Für die Kreistagsabgeordnete Natalie Pawlik ist es wichtig, dass auch der Wetteraukreis seinen Teil dazu beiträgt, die Ziele der Istanbul-Konvention zu erfüllen. „Deshalb ist es wichtig, dass wir im Kreistag beschlossen haben, eine Bestandsaufnahme für die Wetterau zu machen, wo wir den Zielen noch hinterherhinken und welche Maßnahmen wir ergreifen müssen, um sie zu erfüllen. Wenn wir häusliche und sexualisierte Gewalt im Wetteraukreis zurückdrängen wollen, brauchen wir einerseits gute Präventions- und Beratungsangebote, aber eben auch genug Kapazitäten und Personal, um Menschen in Notlagen zu helfen“, fordert Pawlik.
Wie die Mitarbeiterinnen des Frauenhauses schilderten, seien sie bereits aktiv in die Arbeit zur Umsetzung der Istanbul-Konvention im Wetteraukreis und auf Landesebene eingebunden. „Aber auch das benötigt personelle Ressourcen. Das gleiche Problem haben wir mit so einigen Fördertöpfen des Landes und des Bundes. Uns fehlt schlicht die Zeit, neben unserer tagtäglichen Hilf- und Beratungsarbeit auch noch lange Anträge zu schreiben. Deswegen wundert es mich zum Beispiel auch nicht, dass von den Corona-Hilfen des Landes für den Bereich des Gewaltschutzes von Frauen und Kindern erst ein Drittel abgerufen wurde. Viele Frauenhäuser haben es schlicht nicht geschafft, die Mittel zu beantragen. Wir selbst haben das in Nachtarbeit erledigt“, so Susanne Klein.
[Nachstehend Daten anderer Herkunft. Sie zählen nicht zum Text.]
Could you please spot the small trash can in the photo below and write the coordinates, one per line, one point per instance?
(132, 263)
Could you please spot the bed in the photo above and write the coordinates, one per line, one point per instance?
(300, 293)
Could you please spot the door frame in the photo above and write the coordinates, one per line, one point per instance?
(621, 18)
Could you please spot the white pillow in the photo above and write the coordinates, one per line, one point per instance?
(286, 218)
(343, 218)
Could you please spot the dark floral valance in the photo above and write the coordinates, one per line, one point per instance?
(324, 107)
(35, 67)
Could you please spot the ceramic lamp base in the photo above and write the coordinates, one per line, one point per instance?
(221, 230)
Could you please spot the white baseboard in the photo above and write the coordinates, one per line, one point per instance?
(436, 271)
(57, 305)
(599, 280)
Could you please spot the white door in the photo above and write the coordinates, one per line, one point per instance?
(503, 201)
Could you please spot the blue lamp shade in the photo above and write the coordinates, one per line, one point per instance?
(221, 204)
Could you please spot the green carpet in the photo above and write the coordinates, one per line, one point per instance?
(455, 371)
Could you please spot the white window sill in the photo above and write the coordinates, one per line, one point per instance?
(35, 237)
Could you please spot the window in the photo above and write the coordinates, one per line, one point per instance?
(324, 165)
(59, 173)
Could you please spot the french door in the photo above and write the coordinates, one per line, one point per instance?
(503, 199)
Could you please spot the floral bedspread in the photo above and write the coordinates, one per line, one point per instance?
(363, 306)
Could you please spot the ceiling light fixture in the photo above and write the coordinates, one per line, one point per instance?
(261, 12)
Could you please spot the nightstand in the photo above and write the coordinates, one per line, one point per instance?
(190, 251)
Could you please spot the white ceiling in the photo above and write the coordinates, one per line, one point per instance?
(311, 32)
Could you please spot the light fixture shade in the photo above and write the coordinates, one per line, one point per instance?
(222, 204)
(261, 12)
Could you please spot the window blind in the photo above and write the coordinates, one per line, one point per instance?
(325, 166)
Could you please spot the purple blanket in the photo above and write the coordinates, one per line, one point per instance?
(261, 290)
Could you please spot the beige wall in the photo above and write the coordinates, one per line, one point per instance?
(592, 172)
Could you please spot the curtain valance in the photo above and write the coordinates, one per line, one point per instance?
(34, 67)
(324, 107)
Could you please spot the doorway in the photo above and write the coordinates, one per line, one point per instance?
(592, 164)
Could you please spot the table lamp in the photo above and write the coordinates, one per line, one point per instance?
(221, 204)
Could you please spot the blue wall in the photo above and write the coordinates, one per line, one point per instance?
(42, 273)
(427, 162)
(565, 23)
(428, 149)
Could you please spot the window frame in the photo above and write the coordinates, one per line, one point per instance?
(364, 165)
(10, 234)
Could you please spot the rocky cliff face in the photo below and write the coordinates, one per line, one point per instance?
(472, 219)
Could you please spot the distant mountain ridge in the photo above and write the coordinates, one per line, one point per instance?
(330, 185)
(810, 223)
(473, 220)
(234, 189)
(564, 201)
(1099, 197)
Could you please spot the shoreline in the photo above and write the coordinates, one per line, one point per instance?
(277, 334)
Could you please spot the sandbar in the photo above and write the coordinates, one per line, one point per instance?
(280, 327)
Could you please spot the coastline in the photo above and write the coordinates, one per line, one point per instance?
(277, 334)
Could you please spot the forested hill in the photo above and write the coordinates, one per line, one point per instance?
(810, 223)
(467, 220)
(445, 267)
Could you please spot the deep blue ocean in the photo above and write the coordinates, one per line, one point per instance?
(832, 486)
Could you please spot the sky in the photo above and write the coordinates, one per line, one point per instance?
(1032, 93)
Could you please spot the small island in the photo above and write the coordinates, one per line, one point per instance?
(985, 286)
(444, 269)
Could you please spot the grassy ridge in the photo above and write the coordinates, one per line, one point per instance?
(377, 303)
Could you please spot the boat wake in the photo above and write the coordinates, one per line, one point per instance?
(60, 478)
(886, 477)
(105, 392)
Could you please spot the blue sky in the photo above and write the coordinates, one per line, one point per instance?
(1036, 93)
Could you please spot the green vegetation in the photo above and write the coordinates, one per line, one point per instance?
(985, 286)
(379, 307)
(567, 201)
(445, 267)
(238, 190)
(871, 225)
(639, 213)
Die Landtagsabgeordnete Gnadl versprach, sich weiterhin dafür einzusetzen, dass die bisher nicht abgerufenen Corona-Hilfsgelder für die Frauenhäuser nicht verfallen, sondern auch noch im kommenden Jahr zur Verfügung stehen. Damit könnten auch im Wetterauer Frauenhaus zum Beispiel die Schnelltests bezahlt werden oder auch die ab Januar angemietete Wohnung.
„Diese kurzfristigen Maßnahmen sind zwar notwendig, sie reichen aber nicht aus. Wir müssen das Netz an Frauenhäusern und Beratungsstellen auf eine ganz neue Ebene heben: Mit genügend Personal, dass sichere Arbeitsverträge bekommt und ordentlich bezahlt wird. Und wir brauchen eine Koordinierungsstelle auf Landesebene, die die Umsetzung der Istanbul-Konvention in Hessen überwacht und evaluiert und auch die Defizite klar benennt“, ist sich Lisa Gnadl sicher. Dies bestätigten auch die Leiterinnen des Frauenhauses und ergänzten, wie wichtig aus ihrer Sicht eine Vernetzung mit allen angrenzenden Fachbereichen im Wetteraukreis wäre und ist. „Nur dann wird das Netz der Beratungsstellen und Frauenhäuser eine Ebene erlangen, die sinnvollen und nachhaltigen Gewaltschutz auf allen Ebenen dauerhaft implementiert“, so Illona Geupel und Susanne Klein abschließend.